While I agreed that he could, I also explained that the reason he experienced engaged annotation as confusing might be that, in his own life, this man experiences a constant reinforcement of the fact that he is himself. He was born a certain day, at a certain time, in a certain year; is a certain height and build; lives in a certain place and works a certain job; and every experience he has seems to reinforce this narrative. By contrast, engaged annotation was asking him to ask himself whether he might be wrong about this seemingly fundamental fact that he was himself, and not only that—it was asking him to ask himself this question multiple times per page of the book he was reading, from the perspective of a multiplicity of characters.
After explaining all this I asked if he would still like to alter the practice by restricting his identifications to just one character, but he stopped me and said that, after hearing my explanation, he better understood the method and would like to continue engaged annotation as normal. (In other words, he would like to continue writing from the perspective of each and every character as they arose.)
This experience reminded me of why ‘rationale’ is such an important element in effective teaching: rather than go about something unfamiliar with a sense of trepidation, rationale helps us to remember that the place we’re going is better than the place we’ve been.

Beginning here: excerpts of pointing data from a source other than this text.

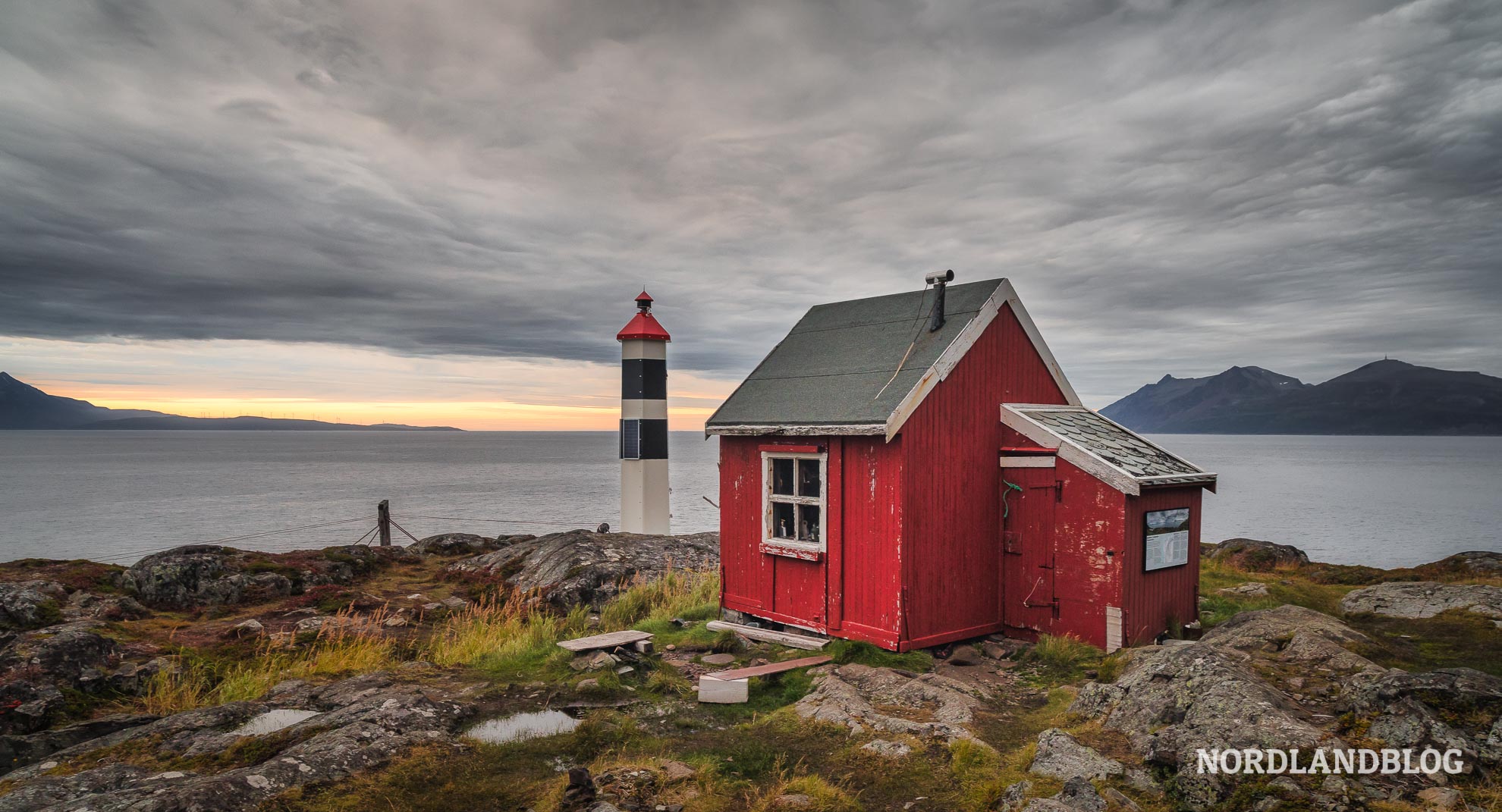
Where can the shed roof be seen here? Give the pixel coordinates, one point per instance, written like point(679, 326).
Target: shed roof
point(1106, 449)
point(863, 367)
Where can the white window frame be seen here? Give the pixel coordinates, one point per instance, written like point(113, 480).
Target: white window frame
point(822, 500)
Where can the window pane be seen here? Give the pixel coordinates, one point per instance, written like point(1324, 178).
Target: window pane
point(783, 478)
point(809, 478)
point(809, 516)
point(783, 525)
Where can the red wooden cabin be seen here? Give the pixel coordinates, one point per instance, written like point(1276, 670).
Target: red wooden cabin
point(909, 487)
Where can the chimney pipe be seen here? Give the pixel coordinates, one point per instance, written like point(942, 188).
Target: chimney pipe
point(938, 281)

So often in teaching and in learning, we encounter the unfamiliar, the unpracticed, and without rationale, we become either scared or frustrated by this experience, frustration being only a secondary emotion that attests to the suppression of fear. With sufficient rationale, on the other hand, we understand that where we’re going, is a place better than where we currently rest, and this awareness helps us to recognize the discomfort as a pass-through rather than as a sign that something’s ‘wrong.’
Good rationale makes us feel safe, and with safety we take the kinds of leaps that provide durable growth and learning.